The hype surrounding artificial intelligence is universal, but the financial returns are anything but. According to a 2026 PwC AI Performance study, a stark divide has emerged in the corporate world: a small elite of just 20% of companies is capturing nearly three-quarters (74%) of all economic value generated by AI.
While the majority of businesses remain “stuck in pilot mode,” this leading group is pulling ahead by shifting their focus from simple efficiency to wholesale business reinvention. Here is how the “AI Leaders” are distancing themselves from the pack.
It’s About Growth, Not Just Productivity
The most significant differentiator for top-performing companies is their objective. While many firms use AI primarily to cut costs, leaders are 2.6 times more likely to use AI to reinvent their business models.
PwC’s research found that leading companies are approximately two to three times more likely to use AI to identify and pursue growth opportunities, particularly those arising from industry convergence. In fact, leveraging AI to collaborate with partners outside of a company’s core sector is the single strongest factor influencing AI-driven financial performance—even more so than efficiency gains alone.
Redesigning Workflows Over Adding Tools
AI leaders don’t just “plug in” new software; they fundamentally change how work happens. These organizations are twice as likely to redesign their entire workflows to incorporate AI rather than simply adding AI tools to existing processes.
This deep integration allows for a level of automation that laggards haven’t reached. Leading companies are:
- 1.9 times more likely to operate in autonomous, self-optimizing ways.
- Increasing the number of decisions made without human intervention at nearly three times (2.8x) the rate of their peers.
Building a Foundation of Trust
You cannot scale what you do not trust.
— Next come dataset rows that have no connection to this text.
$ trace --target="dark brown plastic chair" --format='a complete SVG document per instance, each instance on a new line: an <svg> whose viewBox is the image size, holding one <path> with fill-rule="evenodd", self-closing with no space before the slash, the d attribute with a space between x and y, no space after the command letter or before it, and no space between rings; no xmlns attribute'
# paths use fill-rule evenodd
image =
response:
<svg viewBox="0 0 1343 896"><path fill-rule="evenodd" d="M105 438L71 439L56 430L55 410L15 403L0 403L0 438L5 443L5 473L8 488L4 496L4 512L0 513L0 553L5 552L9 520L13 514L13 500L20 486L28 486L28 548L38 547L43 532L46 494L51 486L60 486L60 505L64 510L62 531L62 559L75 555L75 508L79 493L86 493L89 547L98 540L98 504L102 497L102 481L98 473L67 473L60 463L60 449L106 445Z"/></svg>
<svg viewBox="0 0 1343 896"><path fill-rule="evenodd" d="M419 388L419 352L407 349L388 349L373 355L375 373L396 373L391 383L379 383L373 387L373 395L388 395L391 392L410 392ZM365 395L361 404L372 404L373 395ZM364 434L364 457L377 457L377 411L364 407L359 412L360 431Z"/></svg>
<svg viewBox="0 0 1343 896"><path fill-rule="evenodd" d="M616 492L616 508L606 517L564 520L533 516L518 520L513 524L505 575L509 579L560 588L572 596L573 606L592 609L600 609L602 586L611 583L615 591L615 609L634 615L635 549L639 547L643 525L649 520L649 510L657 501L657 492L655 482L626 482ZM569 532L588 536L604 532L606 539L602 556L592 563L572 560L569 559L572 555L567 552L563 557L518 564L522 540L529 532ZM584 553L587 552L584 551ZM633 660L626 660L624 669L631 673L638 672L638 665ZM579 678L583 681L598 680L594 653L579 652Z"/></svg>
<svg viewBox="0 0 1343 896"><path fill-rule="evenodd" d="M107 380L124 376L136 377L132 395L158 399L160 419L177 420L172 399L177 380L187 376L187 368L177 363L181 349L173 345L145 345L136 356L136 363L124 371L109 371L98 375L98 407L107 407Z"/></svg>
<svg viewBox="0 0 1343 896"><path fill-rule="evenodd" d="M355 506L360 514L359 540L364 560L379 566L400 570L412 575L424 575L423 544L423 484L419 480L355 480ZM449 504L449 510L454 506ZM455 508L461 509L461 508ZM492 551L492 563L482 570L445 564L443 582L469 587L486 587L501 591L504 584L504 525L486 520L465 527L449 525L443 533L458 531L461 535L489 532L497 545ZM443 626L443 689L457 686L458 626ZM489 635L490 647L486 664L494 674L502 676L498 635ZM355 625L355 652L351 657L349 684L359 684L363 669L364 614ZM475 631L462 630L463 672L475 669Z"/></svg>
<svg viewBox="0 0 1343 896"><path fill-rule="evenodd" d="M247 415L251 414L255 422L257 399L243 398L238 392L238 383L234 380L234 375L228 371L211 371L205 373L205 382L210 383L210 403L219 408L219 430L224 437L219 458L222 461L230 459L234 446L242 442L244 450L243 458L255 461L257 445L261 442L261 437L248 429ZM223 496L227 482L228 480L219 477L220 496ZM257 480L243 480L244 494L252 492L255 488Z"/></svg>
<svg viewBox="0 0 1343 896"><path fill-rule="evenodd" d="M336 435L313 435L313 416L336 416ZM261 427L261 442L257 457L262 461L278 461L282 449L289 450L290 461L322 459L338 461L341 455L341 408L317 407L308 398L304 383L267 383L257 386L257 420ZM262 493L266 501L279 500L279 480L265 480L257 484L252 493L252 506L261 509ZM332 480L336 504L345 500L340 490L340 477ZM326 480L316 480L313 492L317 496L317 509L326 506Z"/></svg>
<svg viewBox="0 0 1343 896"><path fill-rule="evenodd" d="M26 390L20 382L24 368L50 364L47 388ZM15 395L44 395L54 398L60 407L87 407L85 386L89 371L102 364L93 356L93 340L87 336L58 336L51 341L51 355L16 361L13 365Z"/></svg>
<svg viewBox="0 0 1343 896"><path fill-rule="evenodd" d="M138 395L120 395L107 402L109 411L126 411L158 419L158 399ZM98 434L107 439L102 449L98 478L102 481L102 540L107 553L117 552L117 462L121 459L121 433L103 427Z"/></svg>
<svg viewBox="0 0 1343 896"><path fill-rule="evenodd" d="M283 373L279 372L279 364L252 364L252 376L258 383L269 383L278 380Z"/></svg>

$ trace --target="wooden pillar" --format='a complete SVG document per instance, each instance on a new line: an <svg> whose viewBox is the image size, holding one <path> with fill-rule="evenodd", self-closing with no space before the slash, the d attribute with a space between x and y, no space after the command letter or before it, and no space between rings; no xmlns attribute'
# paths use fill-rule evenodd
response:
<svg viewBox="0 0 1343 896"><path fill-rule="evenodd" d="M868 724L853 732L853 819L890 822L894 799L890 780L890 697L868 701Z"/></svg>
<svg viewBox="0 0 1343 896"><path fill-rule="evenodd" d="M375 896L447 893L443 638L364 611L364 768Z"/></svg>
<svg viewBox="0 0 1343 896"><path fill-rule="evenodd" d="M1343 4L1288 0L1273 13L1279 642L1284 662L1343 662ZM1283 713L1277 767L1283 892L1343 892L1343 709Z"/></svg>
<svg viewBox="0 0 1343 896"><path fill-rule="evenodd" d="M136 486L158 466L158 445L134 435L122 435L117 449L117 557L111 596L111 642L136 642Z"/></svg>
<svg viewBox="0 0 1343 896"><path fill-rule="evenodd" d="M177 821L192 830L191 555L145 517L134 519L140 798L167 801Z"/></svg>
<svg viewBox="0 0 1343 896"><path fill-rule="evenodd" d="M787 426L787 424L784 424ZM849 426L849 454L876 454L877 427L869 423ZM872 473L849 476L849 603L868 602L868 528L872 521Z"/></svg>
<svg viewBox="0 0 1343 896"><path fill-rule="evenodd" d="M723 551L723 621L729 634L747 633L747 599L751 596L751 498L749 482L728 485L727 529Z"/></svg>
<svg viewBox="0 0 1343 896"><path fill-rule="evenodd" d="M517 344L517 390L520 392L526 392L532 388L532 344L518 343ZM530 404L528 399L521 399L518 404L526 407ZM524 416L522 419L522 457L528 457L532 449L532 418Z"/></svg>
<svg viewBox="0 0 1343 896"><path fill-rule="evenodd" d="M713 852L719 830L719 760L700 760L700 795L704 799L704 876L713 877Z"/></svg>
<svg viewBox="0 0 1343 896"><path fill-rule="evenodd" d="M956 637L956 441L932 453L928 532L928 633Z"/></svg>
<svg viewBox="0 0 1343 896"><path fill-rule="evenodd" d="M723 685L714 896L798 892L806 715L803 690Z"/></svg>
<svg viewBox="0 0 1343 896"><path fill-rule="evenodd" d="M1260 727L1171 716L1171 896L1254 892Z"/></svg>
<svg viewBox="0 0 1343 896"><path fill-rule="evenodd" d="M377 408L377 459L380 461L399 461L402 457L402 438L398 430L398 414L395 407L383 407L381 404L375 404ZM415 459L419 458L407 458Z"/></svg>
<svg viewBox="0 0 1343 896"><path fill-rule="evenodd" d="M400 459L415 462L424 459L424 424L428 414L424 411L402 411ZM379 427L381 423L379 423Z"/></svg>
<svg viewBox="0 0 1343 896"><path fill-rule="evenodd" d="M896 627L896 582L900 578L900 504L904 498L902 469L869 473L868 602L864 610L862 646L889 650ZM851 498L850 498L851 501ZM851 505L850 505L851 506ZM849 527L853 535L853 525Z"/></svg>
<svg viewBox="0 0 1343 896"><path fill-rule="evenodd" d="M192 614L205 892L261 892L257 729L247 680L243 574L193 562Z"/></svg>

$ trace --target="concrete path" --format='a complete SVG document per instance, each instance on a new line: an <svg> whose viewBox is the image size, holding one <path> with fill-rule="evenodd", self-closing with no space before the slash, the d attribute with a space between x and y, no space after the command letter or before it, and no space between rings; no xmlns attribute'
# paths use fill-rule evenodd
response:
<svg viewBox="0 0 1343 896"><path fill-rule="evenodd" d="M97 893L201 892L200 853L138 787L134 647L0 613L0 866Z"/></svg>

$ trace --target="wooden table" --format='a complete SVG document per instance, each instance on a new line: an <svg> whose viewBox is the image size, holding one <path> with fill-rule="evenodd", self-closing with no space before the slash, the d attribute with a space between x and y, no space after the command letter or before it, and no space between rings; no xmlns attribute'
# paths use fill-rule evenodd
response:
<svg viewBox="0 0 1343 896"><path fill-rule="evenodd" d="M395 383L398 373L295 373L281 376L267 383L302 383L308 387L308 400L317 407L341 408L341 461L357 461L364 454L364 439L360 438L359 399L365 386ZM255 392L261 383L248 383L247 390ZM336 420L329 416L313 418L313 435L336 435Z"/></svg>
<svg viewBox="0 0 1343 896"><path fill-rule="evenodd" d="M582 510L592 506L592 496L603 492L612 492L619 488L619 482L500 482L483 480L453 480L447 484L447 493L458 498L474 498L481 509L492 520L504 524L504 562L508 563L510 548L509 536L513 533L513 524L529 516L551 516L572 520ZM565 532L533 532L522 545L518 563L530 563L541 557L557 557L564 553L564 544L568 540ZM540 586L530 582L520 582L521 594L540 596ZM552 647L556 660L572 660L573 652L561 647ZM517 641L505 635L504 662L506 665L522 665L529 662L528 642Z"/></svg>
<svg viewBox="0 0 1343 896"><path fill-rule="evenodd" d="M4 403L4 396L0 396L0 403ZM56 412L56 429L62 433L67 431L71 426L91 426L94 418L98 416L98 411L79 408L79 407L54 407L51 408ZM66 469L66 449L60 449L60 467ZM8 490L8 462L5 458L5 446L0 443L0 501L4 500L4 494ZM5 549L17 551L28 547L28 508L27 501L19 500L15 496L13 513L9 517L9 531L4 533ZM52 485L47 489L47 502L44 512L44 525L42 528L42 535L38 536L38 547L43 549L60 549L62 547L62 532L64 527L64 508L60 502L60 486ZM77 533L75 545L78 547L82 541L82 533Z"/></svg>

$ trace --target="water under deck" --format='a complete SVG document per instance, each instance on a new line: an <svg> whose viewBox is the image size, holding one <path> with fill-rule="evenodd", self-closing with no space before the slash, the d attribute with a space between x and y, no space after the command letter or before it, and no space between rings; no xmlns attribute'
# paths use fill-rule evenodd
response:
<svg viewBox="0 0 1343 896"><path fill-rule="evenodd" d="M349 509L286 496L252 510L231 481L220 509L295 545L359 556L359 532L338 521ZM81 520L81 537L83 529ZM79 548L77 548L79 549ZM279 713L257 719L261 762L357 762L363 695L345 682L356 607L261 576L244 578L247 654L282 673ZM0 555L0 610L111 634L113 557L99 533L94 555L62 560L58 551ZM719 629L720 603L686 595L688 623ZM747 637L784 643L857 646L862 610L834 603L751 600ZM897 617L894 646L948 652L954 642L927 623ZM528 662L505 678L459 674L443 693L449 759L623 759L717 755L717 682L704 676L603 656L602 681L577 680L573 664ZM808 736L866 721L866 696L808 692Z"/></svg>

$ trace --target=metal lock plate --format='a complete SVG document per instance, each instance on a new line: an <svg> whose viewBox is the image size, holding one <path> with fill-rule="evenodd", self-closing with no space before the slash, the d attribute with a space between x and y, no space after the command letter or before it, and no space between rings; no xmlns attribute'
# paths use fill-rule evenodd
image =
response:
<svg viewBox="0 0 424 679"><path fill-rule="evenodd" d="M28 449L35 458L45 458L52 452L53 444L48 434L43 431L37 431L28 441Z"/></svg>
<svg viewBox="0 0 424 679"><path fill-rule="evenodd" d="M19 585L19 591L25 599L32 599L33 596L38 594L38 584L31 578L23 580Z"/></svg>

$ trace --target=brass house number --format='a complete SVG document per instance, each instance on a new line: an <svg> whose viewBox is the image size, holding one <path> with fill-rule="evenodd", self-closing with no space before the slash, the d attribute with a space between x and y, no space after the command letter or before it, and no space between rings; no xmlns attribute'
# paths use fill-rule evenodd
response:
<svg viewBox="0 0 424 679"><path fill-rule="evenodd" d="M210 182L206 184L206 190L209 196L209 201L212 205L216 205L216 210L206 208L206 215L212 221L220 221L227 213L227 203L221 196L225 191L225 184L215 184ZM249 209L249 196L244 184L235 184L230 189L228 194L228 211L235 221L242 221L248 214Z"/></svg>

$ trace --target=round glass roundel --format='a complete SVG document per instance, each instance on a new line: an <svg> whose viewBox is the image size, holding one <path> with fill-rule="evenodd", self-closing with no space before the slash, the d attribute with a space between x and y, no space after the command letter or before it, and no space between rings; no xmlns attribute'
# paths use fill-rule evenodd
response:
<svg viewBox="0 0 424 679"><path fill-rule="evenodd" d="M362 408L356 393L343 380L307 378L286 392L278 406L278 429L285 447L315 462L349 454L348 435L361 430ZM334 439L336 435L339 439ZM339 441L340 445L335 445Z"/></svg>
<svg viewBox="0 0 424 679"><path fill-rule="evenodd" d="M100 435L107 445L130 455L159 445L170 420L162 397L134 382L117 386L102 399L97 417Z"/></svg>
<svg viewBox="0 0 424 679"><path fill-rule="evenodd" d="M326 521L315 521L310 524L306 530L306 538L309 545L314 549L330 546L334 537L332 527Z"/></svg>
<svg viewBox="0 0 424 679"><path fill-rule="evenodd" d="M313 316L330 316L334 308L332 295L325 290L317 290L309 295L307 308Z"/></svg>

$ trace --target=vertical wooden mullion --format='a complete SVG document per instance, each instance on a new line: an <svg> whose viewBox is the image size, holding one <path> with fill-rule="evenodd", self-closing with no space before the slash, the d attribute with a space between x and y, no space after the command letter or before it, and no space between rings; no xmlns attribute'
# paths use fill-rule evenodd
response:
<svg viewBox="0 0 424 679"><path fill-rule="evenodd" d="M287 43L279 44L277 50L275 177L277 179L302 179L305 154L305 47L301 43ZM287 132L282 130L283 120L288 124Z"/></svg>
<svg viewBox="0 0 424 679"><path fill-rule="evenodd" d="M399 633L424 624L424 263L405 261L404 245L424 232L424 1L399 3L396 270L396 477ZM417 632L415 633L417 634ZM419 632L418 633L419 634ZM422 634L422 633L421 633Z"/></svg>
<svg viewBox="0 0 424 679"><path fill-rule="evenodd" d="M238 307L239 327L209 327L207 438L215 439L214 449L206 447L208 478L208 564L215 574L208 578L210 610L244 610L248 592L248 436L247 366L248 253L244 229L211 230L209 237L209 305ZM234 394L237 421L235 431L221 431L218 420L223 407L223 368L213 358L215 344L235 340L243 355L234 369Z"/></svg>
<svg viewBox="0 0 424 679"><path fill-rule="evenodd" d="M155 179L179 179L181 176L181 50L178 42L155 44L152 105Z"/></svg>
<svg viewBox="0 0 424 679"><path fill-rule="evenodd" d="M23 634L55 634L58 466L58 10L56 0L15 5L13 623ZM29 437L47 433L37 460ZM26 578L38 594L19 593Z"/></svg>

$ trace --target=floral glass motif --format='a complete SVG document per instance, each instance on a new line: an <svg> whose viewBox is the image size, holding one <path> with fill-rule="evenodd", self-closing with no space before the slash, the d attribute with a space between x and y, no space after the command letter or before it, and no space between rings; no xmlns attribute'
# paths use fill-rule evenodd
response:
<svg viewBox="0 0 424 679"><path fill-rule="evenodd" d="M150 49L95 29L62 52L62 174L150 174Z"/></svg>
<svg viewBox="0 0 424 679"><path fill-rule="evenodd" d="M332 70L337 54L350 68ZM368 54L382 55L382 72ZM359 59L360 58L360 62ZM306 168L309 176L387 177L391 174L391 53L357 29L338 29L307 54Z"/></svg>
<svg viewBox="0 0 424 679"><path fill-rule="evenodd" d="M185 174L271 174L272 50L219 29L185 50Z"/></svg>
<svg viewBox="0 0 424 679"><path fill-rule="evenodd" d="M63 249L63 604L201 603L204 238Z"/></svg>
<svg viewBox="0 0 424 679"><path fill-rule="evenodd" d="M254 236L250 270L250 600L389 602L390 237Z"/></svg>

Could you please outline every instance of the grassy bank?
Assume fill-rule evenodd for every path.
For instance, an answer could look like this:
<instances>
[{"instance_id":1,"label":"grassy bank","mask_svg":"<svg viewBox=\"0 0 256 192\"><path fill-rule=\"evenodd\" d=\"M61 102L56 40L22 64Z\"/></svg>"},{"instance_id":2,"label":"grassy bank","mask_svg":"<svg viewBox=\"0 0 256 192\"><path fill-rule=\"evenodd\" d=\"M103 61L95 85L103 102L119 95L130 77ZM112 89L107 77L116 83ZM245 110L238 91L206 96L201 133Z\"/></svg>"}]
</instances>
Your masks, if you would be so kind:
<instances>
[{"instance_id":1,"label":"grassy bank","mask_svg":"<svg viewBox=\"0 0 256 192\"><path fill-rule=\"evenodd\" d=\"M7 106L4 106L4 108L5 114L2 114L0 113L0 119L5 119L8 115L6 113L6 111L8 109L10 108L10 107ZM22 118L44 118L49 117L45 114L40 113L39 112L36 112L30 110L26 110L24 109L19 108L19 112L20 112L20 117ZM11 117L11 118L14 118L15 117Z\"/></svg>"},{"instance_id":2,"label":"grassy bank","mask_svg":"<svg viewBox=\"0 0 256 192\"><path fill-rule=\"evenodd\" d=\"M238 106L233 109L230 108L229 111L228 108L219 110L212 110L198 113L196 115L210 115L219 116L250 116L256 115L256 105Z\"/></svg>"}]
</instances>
The study reveals that the most successful companies back their AI ambitions with rigorous governance. AI leaders are 1.7 times more likely to have a Responsible AI framework and 1.5 times more likely to have a cross-functional AI governance board.
Because these companies prioritize “trust at scale,” their employees are twice as likely to trust AI outputs. This internal confidence allows these organizations to move faster, scale proven use cases, and automate safely.
The Bottom Line: A Widening Gap
The divide between AI leaders and laggards is not static; it is accelerating. As the top 20% continue to learn faster and automate more complex tasks within secure guardrails, the performance gap is expected to widen further.
For businesses looking to bridge this gap, the message from the data is clear: stop focusing solely on how AI can save you money and start focusing on how AI can help you grow
Summery
According to PwC’s 2026 AI Performance study, which surveyed over 1,200 senior executives globally, a significant “AI divide” has emerged. While many businesses are still in the pilot phase, a small elite group of 20% of companies is capturing 74% of the total economic value generated by artificial intelligence.
The primary factors separating these “AI leaders” from their peers include:
- A Focus on Growth and Reinvention: Leading companies do not view AI solely as a tool for cost-cutting or productivity. They are 2.6 times more likely to use AI to reinvent their business models and two to three times more likely to use it to identify new growth opportunities, particularly through industry convergence (collaborating with partners outside their core sector).
- Workflow Redesign and Automation: Rather than simply adding AI tools to existing processes, leaders are twice as likely to redesign entire workflows to incorporate the technology. They are increasing the number of decisions made without human intervention at 2.8 times the rate of their peers and are nearly twice as likely to operate in autonomous, self-optimizing ways.
- Foundations of Trust: Leaders prioritize “trust at scale” by implementing rigorous governance. They are 1.7 times more likely to have a Responsible AI framework and 1.5 times more likely to have a cross-functional governance board. As a result, their employees are twice as likely to trust AI outputs, which allows the organization to scale proven use cases more effectively.
The study concludes that this performance gap is likely to widen as leaders continue to learn faster and scale their automation efforts safely.